Battelle to team up with colleges to bid on contract

YAKIMA — Battelle Memorial Institute, a nonprofit that has operated the Pacific Northwest National Laboratory since its inception in 1965, plans to team up with Washington’s two leading universities in bidding for the new operating contract.

Since the U.S. Department of Energy announced last year that it would open the contract up for bids, Battelle officials have maintained their intentions to compete for the contract to operate the south-central Washington laboratory.

Battelle announced Friday that it will partner in the bid with the University of Washington, Washington State University, and Babcock and Wilcox Technical Services Group Inc., an engineering company formerly known as BWXT Services Inc.
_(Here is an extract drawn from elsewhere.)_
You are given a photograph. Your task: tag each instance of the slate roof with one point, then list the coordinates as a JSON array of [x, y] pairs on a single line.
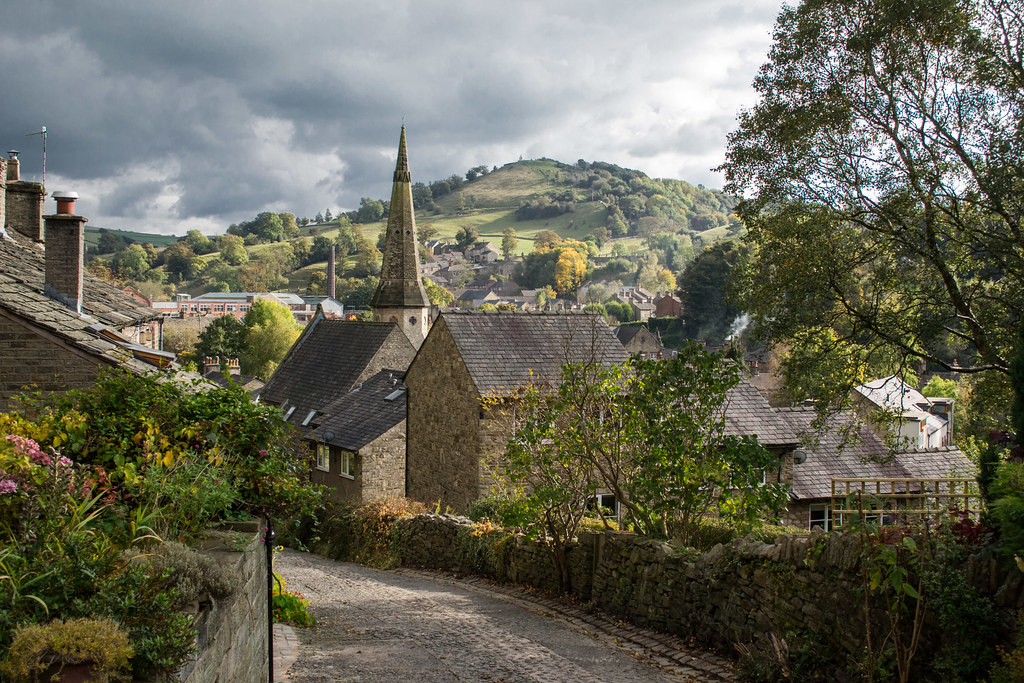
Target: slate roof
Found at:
[[24, 264], [825, 460], [324, 363], [503, 349], [749, 414], [364, 414], [627, 332], [56, 318]]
The arrangement will “greatly expand opportunities to collaborate on joint research programs as well as further build staff and faculty exchanges,” Battelle President and Chief Executive Carl Kohrt said in a statement. “Having these two widely respected research universities linked with us certainly strengthens our position as the best choice for PNNL.”

John Gardner, WSU’s vice president for economic development and extension, said a successful bid would enhance the research and education opportunities in south-central Washington and throughout the state.
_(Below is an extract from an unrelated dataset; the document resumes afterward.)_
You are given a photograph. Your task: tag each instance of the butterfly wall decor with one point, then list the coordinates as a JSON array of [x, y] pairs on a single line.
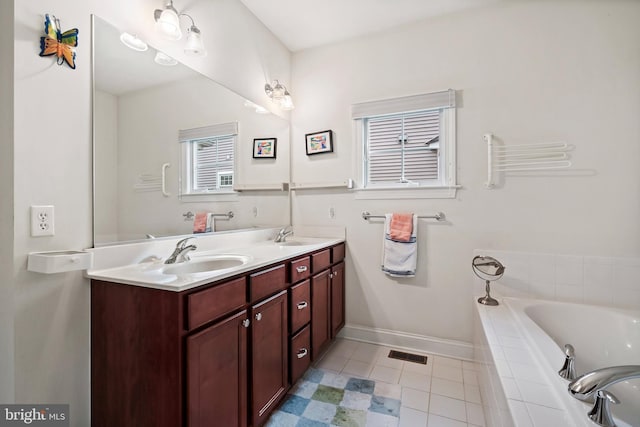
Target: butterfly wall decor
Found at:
[[57, 43]]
“We see this bid as an important way for the state’s principal research institutions to focus our joint efforts on issues of energy and the environment and become national and global leaders in this regard,” Gardner said.

Officials at the University of Washington could not immediately be reached for comment.
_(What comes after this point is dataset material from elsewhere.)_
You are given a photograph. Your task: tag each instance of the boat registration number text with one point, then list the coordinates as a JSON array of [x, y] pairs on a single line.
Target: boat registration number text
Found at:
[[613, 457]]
Babcock and Wilcox will work with Battelle to manage high-hazard facilities and operations.

The laboratory, located in Richland, has an annual budget of more than $725 million. Its research areas include science and environment, energy, defense and national security.

Nearly 60 percent of the laboratory’s research is for the Energy Department, with about 25 percent for the departments of Homeland Security and Defense. Private work accounts for about 10 percent of the laboratory’s business.

Battelle, based in Columbus, Ohio, has operated the laboratory under a series of extended contracts since 1965. Its current contract, which expired Sept. 30, has been extended while the government seeks new bids.

Since 1965, the laboratory has received a total of 1,466 U.S. and foreign patents. It employs about 4,300 people and has a payroll of $327 million.

The Energy Department’s decision to put the lab contract out for bid for the first time in more than 40 years came after PNNL was criticized for a high-profile research error involving cleanup of the highly contaminated Hanford nuclear reservation.

In 2005, 11 percent of the work conducted at the laboratory for the Energy Department, or an estimated $76.5 million, was related to Hanford, a nuclear weapons facility created during World War II as part of the top-secret Manhattan Project to build an atomic bomb.

Energy Department officials said the decision to seek bids was a prudent management decision not related to performance, and Battelle officials have said the problems have since been corrected.

In another case, four laboratory workers received minor radioactive contamination earlier this year while conducting research. The laboratory improved training and initiated new procedures for handling sources of sealed radiation.